On Friday, I attended a conference for work. It meant getting up especially early to drive to Orlando to arrive by 9am. It’s a two hour drive if no interstate or highway traffic dilemmas. One of the speakers used a phrase that has resonated all weekend.

“Let us all stop falling victim to the tyranny of the urgent.”

Len Fromer, MD    

The conference was focused on the national objectives of creating a more patient centered medical system. If I allow my cynic and skeptic free-range, I argue that the entire Patient Centered Medical Home initiative is driven my cost and risk ratios and how they compare to profitability, that would be unfair. As a family physician and as an osteopath, the “patient-centered” philosophy is tantamount to the true spirit and art of medicine. How can we care for people if we focus on just their disease? But the recommendation from Dr. Fromer resounds to everything in life. We’re all trapped on this high speed bullet train headed to Destination X and while barreling through time and space we get urgent emails and phone calls and needs to shop and order and eat and exercise NOW. All of it has to be DONE RIGHT NOW! Add into this everyday urgency the random and unpredictable printer failure, automatic software update, broken crown, acute influenza, speeding ticket, bounced check, undelivered package and a call slip from the USPS carrier and life flashes into this extraordinary whirling dervish and everything is urgent. Everything demands NOW. Everything is LATE even if it isn’t due until tomorrow because we receive auto-reminders to PAY NOW, ORDER NOW, RESPOND NOW.

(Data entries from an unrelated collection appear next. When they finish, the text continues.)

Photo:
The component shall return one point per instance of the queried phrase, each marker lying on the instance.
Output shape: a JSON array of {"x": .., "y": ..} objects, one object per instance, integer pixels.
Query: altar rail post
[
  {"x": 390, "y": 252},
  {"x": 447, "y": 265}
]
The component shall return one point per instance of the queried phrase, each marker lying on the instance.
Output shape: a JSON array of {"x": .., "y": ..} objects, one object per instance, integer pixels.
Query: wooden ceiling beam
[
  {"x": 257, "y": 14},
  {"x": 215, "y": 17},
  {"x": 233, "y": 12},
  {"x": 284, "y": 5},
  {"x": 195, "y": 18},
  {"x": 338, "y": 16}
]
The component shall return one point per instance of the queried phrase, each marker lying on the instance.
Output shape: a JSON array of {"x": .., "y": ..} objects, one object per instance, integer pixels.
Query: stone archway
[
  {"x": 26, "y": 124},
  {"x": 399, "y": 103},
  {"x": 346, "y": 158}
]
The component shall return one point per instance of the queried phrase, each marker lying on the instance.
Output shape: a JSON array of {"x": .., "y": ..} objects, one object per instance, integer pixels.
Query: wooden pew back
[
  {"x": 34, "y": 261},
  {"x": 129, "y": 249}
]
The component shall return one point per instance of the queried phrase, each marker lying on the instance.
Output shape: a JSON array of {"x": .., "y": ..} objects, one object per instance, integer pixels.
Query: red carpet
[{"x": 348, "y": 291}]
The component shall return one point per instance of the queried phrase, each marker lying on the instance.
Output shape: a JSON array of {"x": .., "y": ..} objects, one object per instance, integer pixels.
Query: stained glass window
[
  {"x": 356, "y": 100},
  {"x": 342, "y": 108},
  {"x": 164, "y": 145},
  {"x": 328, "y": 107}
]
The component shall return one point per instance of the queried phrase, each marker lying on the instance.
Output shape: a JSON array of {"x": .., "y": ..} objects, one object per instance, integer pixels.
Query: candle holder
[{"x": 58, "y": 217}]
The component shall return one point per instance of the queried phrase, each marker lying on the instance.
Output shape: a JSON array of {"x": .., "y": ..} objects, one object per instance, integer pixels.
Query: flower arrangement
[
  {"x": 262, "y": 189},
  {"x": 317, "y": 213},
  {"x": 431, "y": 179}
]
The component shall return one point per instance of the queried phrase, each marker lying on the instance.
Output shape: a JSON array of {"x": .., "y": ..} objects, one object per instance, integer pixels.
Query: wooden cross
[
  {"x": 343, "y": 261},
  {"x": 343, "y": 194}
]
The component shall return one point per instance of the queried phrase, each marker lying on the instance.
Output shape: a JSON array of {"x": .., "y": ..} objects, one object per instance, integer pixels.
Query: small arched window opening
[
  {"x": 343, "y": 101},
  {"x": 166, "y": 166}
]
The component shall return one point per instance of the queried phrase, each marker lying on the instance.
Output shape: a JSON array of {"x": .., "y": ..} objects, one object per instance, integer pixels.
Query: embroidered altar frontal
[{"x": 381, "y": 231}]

The cacophony blinds and paralyzes us yet we perpetuate the velocity and the urgency, feeding the anxiety and the frenzy. We buy apps for our phones so we can order plane tickets and select our seats. We add apps that allow us to activate our home alarms or track our kids (or spouses). We DVR shows so we can multitask, watching while we do chores or our “hobbies”. Rush, rush, rush.

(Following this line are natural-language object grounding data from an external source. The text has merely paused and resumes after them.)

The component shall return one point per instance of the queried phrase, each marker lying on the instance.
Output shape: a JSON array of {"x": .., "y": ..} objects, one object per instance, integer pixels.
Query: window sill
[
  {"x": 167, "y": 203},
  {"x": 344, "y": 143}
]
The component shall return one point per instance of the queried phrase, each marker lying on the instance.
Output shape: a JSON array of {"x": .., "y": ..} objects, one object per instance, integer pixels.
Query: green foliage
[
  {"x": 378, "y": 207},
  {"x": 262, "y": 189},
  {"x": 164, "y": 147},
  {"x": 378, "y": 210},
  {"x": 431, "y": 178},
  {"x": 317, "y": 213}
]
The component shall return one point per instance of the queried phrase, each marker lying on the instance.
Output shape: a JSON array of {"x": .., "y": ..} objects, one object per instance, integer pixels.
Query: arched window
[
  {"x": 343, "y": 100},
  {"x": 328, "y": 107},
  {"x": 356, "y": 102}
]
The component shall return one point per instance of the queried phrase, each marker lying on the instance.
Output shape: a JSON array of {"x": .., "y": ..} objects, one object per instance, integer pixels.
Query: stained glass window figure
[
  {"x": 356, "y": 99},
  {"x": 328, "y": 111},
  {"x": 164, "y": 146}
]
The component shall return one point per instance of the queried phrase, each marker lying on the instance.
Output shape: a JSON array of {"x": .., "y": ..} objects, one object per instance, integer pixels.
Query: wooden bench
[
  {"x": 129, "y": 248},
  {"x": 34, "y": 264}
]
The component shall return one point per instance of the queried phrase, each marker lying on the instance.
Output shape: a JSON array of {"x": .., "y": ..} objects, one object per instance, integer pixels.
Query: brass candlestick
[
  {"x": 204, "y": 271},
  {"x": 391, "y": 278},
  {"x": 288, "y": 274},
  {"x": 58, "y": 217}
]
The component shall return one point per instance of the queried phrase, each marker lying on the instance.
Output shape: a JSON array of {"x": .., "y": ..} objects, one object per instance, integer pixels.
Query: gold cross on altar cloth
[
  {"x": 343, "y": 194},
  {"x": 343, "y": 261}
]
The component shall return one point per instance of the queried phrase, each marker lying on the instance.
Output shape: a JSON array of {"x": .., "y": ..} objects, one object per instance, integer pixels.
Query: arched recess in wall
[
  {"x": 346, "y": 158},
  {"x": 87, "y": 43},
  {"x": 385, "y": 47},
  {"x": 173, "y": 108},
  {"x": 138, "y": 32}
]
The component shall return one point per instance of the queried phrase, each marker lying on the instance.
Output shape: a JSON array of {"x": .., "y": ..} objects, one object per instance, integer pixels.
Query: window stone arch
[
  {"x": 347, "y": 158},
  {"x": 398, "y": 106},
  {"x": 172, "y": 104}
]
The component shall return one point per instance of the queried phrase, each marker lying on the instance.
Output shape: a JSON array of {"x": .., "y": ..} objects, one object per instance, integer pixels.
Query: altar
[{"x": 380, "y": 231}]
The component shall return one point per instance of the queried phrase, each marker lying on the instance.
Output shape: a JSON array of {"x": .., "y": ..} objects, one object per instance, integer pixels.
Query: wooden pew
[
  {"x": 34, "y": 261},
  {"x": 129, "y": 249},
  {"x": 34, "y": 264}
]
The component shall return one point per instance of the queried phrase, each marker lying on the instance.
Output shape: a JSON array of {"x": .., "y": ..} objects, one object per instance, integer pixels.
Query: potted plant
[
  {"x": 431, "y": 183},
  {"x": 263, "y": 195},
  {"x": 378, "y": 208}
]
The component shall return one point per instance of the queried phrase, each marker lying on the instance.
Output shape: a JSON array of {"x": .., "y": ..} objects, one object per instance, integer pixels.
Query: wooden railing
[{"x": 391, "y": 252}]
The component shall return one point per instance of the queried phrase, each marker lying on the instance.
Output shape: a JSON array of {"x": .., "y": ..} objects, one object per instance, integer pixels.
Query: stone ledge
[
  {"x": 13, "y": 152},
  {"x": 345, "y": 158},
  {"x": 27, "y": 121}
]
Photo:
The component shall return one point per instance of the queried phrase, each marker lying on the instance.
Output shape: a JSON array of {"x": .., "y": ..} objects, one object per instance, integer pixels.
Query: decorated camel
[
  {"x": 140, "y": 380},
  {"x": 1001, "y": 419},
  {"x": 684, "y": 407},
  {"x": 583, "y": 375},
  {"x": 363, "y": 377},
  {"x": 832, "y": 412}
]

I am guilty of this. The squeaky wheel gets the grease, right? The obnoxious customer, the rude and the impatient presses through and we “deal” with them so as to rid ourselves of the ugliness, yet it fosters the environment, the precedence is set to encourage this urgency, this pushing and shoving. When did civility die? And when did we move Jimmy the Spitballer to the front of the lunchroom line? When did Greggy the Biter get to be the captain of the kickball team? When did Suzy the Tantrum Thrower receive the Gold Star pupil of the day award?

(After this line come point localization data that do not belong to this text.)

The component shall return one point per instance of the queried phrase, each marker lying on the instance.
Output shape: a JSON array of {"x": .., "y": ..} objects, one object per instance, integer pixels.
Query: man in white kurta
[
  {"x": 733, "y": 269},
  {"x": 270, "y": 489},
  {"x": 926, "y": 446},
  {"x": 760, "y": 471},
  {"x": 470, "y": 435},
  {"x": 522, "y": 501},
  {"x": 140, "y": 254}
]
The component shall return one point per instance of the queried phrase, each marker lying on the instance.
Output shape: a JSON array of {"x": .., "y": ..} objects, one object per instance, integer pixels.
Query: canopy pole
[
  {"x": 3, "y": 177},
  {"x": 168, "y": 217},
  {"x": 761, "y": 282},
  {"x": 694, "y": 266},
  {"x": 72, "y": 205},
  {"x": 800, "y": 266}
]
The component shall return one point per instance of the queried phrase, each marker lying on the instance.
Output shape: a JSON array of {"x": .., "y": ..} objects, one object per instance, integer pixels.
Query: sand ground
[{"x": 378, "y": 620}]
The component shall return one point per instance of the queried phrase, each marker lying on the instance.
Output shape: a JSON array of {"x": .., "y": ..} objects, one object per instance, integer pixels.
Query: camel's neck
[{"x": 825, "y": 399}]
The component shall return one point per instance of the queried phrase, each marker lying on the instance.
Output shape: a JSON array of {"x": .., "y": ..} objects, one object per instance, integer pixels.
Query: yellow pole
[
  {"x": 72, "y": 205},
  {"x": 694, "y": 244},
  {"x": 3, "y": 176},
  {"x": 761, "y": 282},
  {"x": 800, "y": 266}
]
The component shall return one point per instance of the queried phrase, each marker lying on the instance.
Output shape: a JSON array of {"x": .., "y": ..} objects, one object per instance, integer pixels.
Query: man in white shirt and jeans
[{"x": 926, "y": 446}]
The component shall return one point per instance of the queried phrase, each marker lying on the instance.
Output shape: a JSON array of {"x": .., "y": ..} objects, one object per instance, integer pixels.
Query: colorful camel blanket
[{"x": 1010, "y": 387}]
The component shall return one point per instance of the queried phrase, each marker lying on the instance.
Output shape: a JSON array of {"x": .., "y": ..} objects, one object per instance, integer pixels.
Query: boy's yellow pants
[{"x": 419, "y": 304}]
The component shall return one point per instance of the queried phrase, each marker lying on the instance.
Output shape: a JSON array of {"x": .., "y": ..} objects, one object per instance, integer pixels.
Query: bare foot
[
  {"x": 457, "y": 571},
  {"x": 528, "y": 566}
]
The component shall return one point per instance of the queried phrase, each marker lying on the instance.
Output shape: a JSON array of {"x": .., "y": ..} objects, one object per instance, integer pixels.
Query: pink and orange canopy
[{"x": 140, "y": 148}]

My goal is to cease being hostage to this tyrant. I vow to stop hurling myself into this centrifugal vortex of NOW NOW NOW. What in life truly and absolutely must be done RIGHT NOW? Even if I have an axe buried in my skull, the moment to pause is BEFORE you rush to remove the object. Life is not an arms race or a downhill luge – not perpetually.

Sometimes it is wise to simply sit on the sofa close to someone you really like, eat cake and watch silly, nostalgic TV. When we stop rushing, the glorious and beautiful things in life happen. And honestly…..when did anything that was really, really important happen with a sense of urgency or haste? Can anyone hear Jesus saying, “COME ON PEOPLE! Let’s GO!!!!!” For that matter, can we hear Gandhi or Moses or Mohammad or Martin Luther King or General Patton saying such a thing? All of them said, “Be patient. Have faith.” Life requires discernment and presence. And I promise to banish this tyrant.